Well, isn't that fucking awesome?
Robert Frank of the WSJ, to whom I link above, praises Oprah, as you might expect, for being so honest. Well, it was honesty, I suppose, but it wasn't just the honesty of the shameless rich (Dennis Kozlowski comes to mind), it was the honesty of the self-absorbed egotist, the honesty of the self-deifier.
And what she reveals here is that she cares primarily about herself, not those she claims to help, or want to help. And yet why do so many people like her and adore her? Why is she so popular? Perhaps because she plays the part of the daytime cult of personality so well, because she oozes caring even as, beneath that veneer, she cares only about herself -- and her homes, and her jet, and everything else she has surrounded herself with, everything else she has bought. Her adorers buy the books she recommends and the various products she hocks (for she is all about the shameless product placement) and hang on her every word. They want to be like her, to be similarly good and successful and deserving, and to have the homes and the jet, for she is the embodiment of their dream, of the American Dream generally, conspicuous consumption with a conscience, happiness as material excess, the salvation of the soul reflected in wealth too vast to imagine.

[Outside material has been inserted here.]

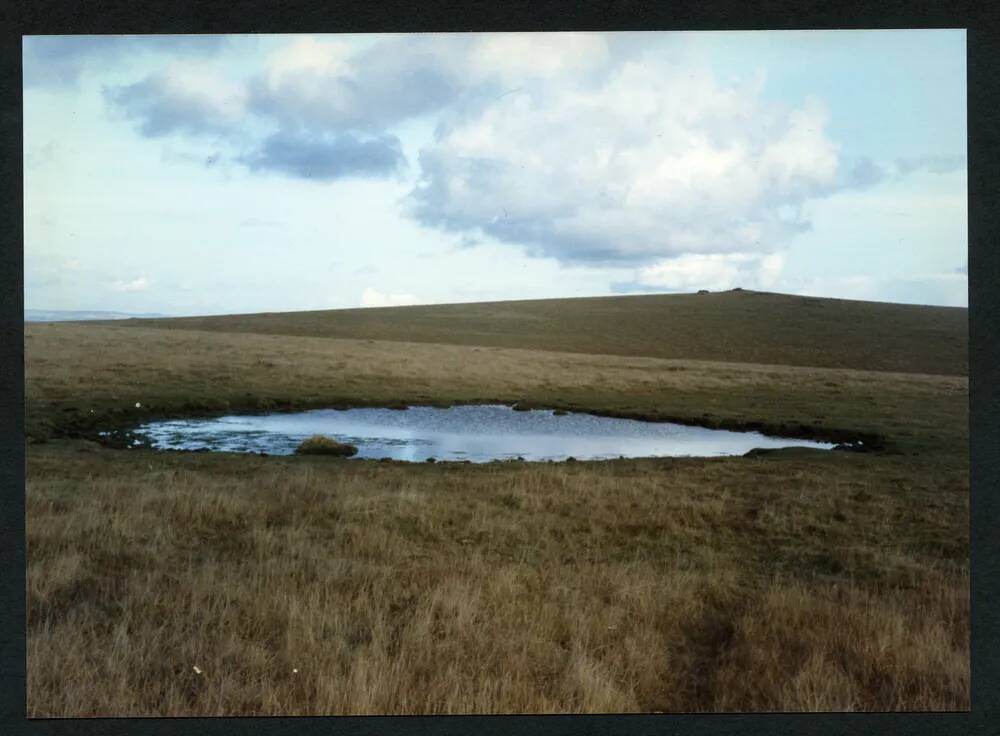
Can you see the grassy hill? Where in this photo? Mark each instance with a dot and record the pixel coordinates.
(732, 326)
(313, 585)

The Gospel of Oprah is about the material and spiritual salvation of Oprah. It's all so thoroughly disgusting at this time of economic crisis, with so many people losing their homes and their jobs, their own dreams shattered, but it isn't any better even when things are going well. I'm sure it's great, in a way, to have a private jet, and to be able to afford to do whatever the hell you want whenever the hell you want, not to mention to have a massive ego trip of a TV show (where she can show off just how good and successful and deserving she is), but Oprah can take hers and shove it up her me-first righteousness.

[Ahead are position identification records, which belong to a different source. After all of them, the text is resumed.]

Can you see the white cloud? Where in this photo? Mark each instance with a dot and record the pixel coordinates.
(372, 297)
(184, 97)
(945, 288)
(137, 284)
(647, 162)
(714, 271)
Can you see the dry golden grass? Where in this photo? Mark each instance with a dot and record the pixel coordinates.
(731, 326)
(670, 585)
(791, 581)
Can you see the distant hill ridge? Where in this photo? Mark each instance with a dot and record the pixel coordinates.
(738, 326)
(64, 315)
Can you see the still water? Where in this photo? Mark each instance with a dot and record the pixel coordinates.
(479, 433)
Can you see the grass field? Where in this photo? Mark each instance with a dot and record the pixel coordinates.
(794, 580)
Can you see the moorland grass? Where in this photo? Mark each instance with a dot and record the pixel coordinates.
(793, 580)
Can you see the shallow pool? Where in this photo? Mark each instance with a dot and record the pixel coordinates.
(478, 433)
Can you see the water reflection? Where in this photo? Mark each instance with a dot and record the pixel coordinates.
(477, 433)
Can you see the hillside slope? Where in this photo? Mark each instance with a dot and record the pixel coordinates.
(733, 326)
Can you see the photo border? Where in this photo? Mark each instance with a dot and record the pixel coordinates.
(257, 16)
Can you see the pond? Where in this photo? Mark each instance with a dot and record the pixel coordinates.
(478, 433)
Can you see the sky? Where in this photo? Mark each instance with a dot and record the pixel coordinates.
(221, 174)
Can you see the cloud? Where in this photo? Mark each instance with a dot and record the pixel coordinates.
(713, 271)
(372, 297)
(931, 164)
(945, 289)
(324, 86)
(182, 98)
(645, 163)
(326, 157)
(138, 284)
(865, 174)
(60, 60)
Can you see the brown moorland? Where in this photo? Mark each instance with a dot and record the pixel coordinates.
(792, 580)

Labels: Oprah Winfrey, wealth
4 Comments:
Amen. During the worst economic crisis in my lifetime, Duke chooses the wealthiest woman in the world to speak, and she flaunts her luxuries... great moral booster to the future workforce of America... it's as if she said, "Look what I have achieved! Too bad your future looks grim," and wraps up her speech with an evil laugh.
By FluiD, at 6:39 PM
I agree, FluiD.
By Michael J.W. Stickings, at 12:21 AM
Still, if her career has been about her, at least it hasn't all been -- like Rush Limbaugh's career -- all about slander, libel and sedition. It hasn't been all about harming the country and destroying people who don't lick the tires of their private jets.
By Capt. Fogg, at 8:48 AM
Oprah Winfrey, shut up about your fabulous life. I used to like you now you GRATE ON MY NERVES...shut up, keep your so called fabulous life to your self....what a bore you are!